Some of those infected were fully vaccinated, said Rusk, who noted the vaccine is about 85 per cent effective.
"We see it's spreading, but it's not quite as severe as back in the '60s, when you would have quite a lot more of those severe outcomes."
Rusk said Saskatchewan health officials are right to be concerned. There's a really high probability the virus will spread because of how mobile people are between provinces.
"It could be through a sports team, for instance. That's probably how it got through to Alberta."
In that province, seven players and a coach with the WHL Medicine Hat Tigers have also been hit by mumps. Officials have said there have also been up to four cases of mumps in Edmonton, which typically sees zero to two cases each year.
Dr.

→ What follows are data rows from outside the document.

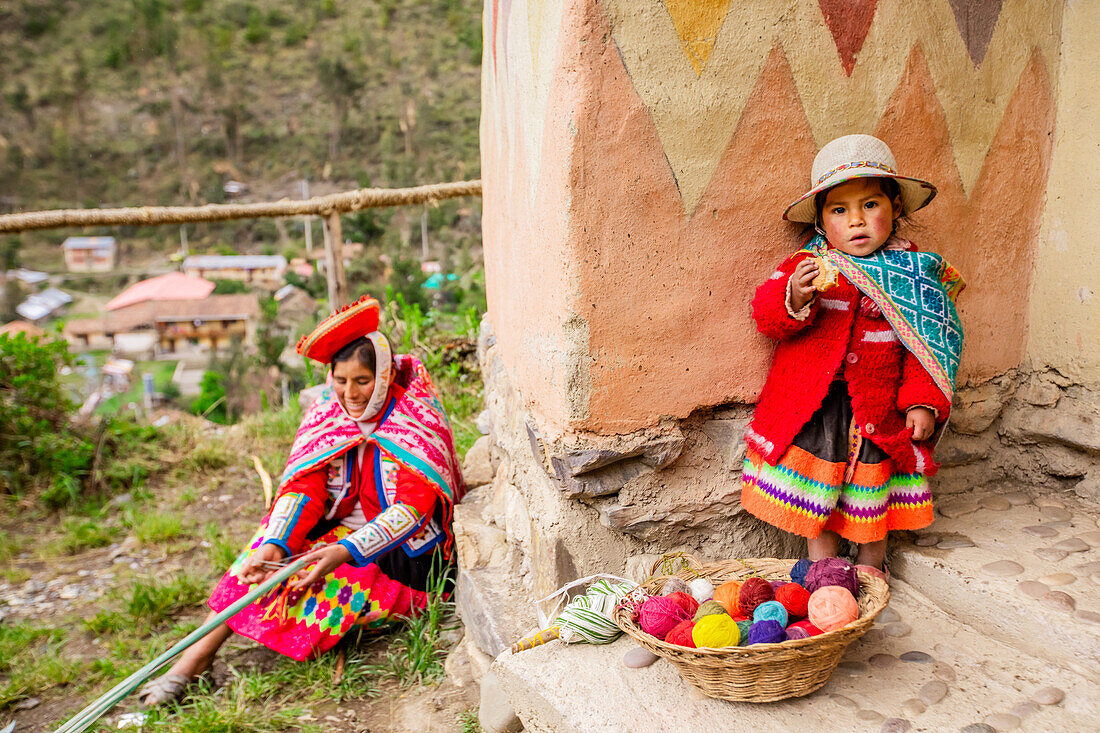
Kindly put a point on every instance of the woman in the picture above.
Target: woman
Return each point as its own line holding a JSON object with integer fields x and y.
{"x": 367, "y": 495}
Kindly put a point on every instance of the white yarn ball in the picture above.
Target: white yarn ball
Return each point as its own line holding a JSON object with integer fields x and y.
{"x": 701, "y": 589}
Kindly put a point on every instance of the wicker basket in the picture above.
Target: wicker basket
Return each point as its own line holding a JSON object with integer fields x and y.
{"x": 761, "y": 673}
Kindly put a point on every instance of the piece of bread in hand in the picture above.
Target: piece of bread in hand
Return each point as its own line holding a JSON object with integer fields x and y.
{"x": 826, "y": 275}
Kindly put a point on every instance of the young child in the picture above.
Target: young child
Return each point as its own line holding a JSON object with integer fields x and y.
{"x": 864, "y": 371}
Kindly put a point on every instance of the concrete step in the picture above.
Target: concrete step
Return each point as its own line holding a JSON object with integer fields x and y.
{"x": 1022, "y": 569}
{"x": 966, "y": 679}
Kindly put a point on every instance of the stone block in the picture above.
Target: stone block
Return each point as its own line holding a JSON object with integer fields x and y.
{"x": 495, "y": 713}
{"x": 1075, "y": 423}
{"x": 492, "y": 609}
{"x": 976, "y": 408}
{"x": 728, "y": 436}
{"x": 1089, "y": 487}
{"x": 477, "y": 469}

Denise Werker, Saskatchewan's deputy chief medical officer, said Saskatchewan residents and doctors need to be on alert.
"My concern is that it is just a matter of time," Werker said.
"There are health-care providers who may never have seen mumps in their clinical practice, and so they need to be prompted to think about that when somebody presents with a swollen parotid gland."
The Ministry of Health says there were seven reported cases from 2010 to 2016. There haven't been any cases in Saskatchewan so far this year.
Symptoms include fever, swollen cheeks and neck. The virus is found in saliva and respiratory droplets. It is spread from person to person through coughing, sneezing, and coming into contact with an infected person's saliva by sharing drinks or utensils, or by kissing.
Hockey players share water bottles or can drip saliva on each other because they are in close contact, but the alert doesn't mean people should stop sport activities, Werker said.
"It is ... a wake-up call for everyone to make sure their vaccination is up to date and to take precautions in terms of what happens in the locker room," she said.
A statement from the Western Hockey League last Friday said teams were being advised to take all necessary precautions, including sanitization of locker rooms and equipment. All clubs were also asked to review vaccination histories of players and staff and to strongly recommend vaccination if necessary.
The league also instructed teams to advise players to refrain from any direct contact with fans right now.
People born before 1970 are likely to have been exposed to mumps as a child and are considered to have natural immunity.
A single dose vaccine for mumps was introduced in Saskatchewan in 1979, but it didn't become apparent until years later that two doses were needed for the vaccine to be effective over the long term.
Immunity is waning for those who only got a single dose.
"The risks depend on your immunity, and that immunity is related to whether you've had one dose or two doses of vaccine and how long ago you had that vaccine," said Werker.